Reverse-engineering priors in coronavirus discourse

Normal Deviate 2020-04-28

Last week we discussed the Santa Clara county study, in which 1.5% of the people tested positive for coronavirus.

The authors of the study performed some statistical adjustments and summarized with a range of 2.5% to 4.2% for infection rates in the county as a whole, leading to an estimated infection fatality rate of 0.12% to 0.20%, a strong conclusion because it might be taken to imply that coronavirus is not much more deadly than the flu. As discussed on this blog and elsewhere, there were some problems with the statistical analysis, and these conclusions were not supported by these data alone.

Here’s what I said to reporter Michael Schulson:

It’s not like I’m saying they’re wrong, and someone else is saying they’re right. . . . I think their conclusions were a bit strong . . . they have reasons for believing what they believe beyond what’s in this paper. Like they have their own scientific understanding of the world, and so basically they’re coming into it saying, ‘Hey, we believe this. We think that this disease, this virus has a very low infection fatality rate,’ and then they gather data and the data are consistent with that. If you have reason to believe that story, these data support it. If you don’t have such a good reason to believe that story, you can see that the data are kind of ambiguous.

A commenter asked how I could have said such a thing, as it seemed in contradiction to my earlier statement that the authors of that paper had “screwed up” on the statistics.

But it’s not a contradiction at all.

Let me explain. The data presented in that Santa Clara study were consistent with underlying infection rates in the target population of anywhere between 0% and about 5%. The 0% would correspond to a 1.5% false positive rate of the tests (which is consistent with the data presented in that paper), and the 5% would correspond to a 0% false positive rate plus some random luck plus some adjustments. I can’t be sure of the 5% because I don’t have all the detail on the adjustments; also the study has other data such as reported symptoms that could be informative here, but those data have not been released, even in summary form, so I can’t really do anything with that.

A range of 0% to 5% . . . OK, we know it’s not 0%, as some people in the county had already had the disease.

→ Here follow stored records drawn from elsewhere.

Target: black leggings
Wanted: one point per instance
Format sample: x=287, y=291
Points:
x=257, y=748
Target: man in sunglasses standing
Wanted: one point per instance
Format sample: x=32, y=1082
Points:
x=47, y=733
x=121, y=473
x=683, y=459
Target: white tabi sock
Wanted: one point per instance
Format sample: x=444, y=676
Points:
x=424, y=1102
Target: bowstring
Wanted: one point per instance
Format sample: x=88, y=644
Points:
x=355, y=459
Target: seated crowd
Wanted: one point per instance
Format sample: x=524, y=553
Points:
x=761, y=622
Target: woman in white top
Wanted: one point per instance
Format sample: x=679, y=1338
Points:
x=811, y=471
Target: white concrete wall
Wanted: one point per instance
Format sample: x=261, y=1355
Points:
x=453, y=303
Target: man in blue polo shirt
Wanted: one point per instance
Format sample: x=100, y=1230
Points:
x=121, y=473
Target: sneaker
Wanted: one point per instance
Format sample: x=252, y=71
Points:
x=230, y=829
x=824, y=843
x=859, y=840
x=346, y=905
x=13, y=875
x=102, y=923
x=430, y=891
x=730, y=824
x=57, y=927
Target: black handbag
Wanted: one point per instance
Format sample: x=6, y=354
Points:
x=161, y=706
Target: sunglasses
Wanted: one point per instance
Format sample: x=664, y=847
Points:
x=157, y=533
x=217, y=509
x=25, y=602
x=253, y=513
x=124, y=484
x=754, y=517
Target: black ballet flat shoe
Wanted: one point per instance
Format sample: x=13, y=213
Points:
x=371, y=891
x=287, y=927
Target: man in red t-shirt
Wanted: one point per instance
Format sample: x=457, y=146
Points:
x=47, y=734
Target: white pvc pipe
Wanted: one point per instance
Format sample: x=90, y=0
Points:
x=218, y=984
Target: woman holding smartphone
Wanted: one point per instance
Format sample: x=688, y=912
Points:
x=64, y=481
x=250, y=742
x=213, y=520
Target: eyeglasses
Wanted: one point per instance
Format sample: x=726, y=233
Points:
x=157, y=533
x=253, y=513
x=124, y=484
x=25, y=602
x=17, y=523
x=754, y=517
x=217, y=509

So I stand by my statement that the study did not offer strong support that the rate was between 2.5% and 4.2%; on the other hand, the data in the study were consistent with those claims.

As I wrote in the comment thread:

It seems clear to me that the authors of that study had reasons for believing their claims, even before the data came in. They viewed their study as confirmation of their existing beliefs. They had good reasons, from their perspective. Their reasons are based on their larger understanding of what’s happening with the coronavirus. They have priors, and what I’m saying is that the data from their recent surveys is consistent with their priors. I think that’s why they came on so strong.

But, as I said, if you don’t have such a good reason to believe that story, you can see that the data are kind of ambiguous. I don’t know enough about the epidemic to have strong priors. So, to me, these surveys are consistent with the authors’s priors, but they’re also consistent with other priors.

It’s a Bayesian thing. Part of Bayesian reasoning is to think like a Bayesian; another part is to assess other people’s conclusions as if they are Bayesians and use this to deduce their priors. I’m not saying that other researchers are Bayesian—indeed I’m not always so Bayesian myself—rather, I’m arguing that looking at inferences from this implicit Bayesian perspective can be helpful, in the same way that economists can look at people’s decisions and deduce their implicit utilities. It’s a Neumann thing: again, you won’t learn people’s “true priors” any more than you’ll learn their “true utilities”—or, for that matter, any more than a test will reveal students’ “true abilities”—but it’s a baseline.

One problem here is that people are expecting too much from one study. Ultimately, we will learn by replication.

There was a replication of sorts in Los Angeles county, where a team including some of the same researchers reported an estimate of 2.8% to 5.6% with antibodies to the virus. There was also a study in Miami reporting 6%.

On the other hand, if there are a lot of false positives, then we’d expect these to be overestimates. We can’t really know right now. For the Los Angeles and Miami studies, all we have are press releases. This doesn’t mean the results are wrong; it’s just hard to know.

There was a study reporting 20% with antibodies in New York City. Nobody thinks that is all or even mostly false positives; obviously a lot of people in the city have been exposed to the virus. There are sampling issues so maybe underlying rate was really only 10% or 15% at the time the study was done . . . we can’t really know!

We need better data, followups, open science, coordination, etc. I’m glad that people are gathering data and doing studies, and I’m glad that people are pointing out mistakes in studies, which can allow us all to do better.

The discussion can be frustrating because it becomes politicized and people take sides; see discussion here, for example. I regret saying that the authors of the Santa Clara study “owe us all an apology.” I stand by my reactions to that paper, but I don’t think that politicization is good. In an ideal world, I would not have made that inflammatory statement and the authors would’ve updated their paper to include more information and recognize the ambiguity of their results.